Clarice Cliff was an English pottery designer and painter who created her best pieces during a very prolific period from 1922 to 1963. The Clarice Cliff Bizarre line and the Clarice Cliff Crocus designs of pottery fetch amazing sums of money at auctions. A Christie’s auction received £ 39,500 for a plaque with the May Avenue design.
Working at thirteen
Clarice Cliff started working in a pottery at Stoke on Trent when she was only thirteen. Unlike her other six siblings, she was lucky to get an education in art and sculpture while she was working. Clarice was ambitious and taught herself various aspects of pottery designing. She changed jobs to A J Wilkinson at Newport, Burslem. This was the turning point in her life. She was soon allowed to work with the factory designers.
Bizarre by Clarice Cliff
By 1927, Clarice Cliff had her own studio. The owners allowed her to decorate defective pieces of white tableware. She covered the defects with bright triangular designs of enamel paint and called this collection ‘Bizarre.’ Bizarre by Clarice Cliff became a famous brand of Clarice Cliff designs. It was a surprising sell-out with retailers. She soon had an assistant Gladys Scarlett to help her to paint her designs on Clarice Cliff pottery.
The Crocus range
One of the partners of the company, Colley Shorter, whom she married later, sent her for brief periods to the Royal College of Arts at Kensington, London. It was in 1928 that she created her most famous and long-lasting design which she simply called ‘Crocus.’ This flowery pattern with green stems was universally applied to kettles, tea cups, plates and gift items. The Spring, Purple and Sungleam Crocus were popular designs and used till 1968.
Red Autumn and Appliqué
Nowadays, each and every item made in this period of forty years whether a Clarice Cliff vase or a Clarice Cliff jug, is an invaluable collector’s item. Clarice Cliff wall plaques and decorative antiques with fantastic designs like ‘Red Autumn’ and ‘Appliqué’ are treasured by owners and fetch great prices at auctions. She used many variations of Art Deco, Cubist and Abstract designs to make her pottery a rage in the twentieth century.
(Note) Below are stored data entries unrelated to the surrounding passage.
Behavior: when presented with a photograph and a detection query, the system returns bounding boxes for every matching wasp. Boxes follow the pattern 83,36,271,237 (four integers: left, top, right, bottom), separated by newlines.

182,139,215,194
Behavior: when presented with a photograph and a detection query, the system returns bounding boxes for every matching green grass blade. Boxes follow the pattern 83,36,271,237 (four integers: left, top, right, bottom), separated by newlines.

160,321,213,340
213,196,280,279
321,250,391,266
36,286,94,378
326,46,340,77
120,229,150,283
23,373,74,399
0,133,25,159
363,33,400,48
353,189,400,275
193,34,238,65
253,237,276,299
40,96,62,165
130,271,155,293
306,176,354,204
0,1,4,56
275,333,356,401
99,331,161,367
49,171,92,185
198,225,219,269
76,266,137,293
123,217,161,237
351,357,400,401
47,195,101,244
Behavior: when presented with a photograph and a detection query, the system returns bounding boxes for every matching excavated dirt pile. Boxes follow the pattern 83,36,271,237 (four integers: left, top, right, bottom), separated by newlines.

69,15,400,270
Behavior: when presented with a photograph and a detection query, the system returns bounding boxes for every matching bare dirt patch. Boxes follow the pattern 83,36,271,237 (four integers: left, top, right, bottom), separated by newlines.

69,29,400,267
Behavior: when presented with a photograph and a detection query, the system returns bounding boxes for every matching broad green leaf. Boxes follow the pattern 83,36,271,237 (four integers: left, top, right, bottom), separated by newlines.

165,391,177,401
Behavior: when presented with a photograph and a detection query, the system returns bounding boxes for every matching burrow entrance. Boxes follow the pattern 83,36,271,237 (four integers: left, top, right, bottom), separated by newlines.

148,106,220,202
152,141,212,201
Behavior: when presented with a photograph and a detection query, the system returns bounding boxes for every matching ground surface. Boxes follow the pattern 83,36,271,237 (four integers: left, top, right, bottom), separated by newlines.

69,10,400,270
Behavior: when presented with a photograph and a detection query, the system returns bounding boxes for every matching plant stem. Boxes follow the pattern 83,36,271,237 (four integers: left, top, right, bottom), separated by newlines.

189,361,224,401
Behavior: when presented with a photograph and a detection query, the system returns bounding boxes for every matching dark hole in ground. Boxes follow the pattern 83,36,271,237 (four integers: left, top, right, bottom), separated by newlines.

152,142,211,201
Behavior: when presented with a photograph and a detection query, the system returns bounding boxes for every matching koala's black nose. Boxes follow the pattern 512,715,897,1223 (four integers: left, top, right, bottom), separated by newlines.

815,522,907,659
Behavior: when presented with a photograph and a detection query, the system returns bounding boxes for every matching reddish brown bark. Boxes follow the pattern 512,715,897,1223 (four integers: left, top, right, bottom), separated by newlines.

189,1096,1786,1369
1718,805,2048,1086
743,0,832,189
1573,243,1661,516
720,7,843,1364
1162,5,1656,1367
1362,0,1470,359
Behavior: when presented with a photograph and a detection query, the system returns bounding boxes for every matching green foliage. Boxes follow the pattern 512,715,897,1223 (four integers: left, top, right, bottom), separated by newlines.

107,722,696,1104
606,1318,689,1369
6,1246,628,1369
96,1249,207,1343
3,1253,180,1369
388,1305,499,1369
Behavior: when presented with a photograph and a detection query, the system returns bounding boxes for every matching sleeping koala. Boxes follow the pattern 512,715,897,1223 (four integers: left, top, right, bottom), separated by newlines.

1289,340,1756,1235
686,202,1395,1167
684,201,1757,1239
A range of tableware was even inspired by the Prince of Wales and Clarice Cliff plates with designs by famous artists like Dame Laura Knight and Duncan Grant were put up for sale by famous stores like Harrods, Bon Marche and Selfridges. After the death of her husband in 1963, Clarice became a recluse till her death in 1972. Today, she is recognised as an artist in her own right and her pottery creations are on display at the Victoria and Albert Museum in London.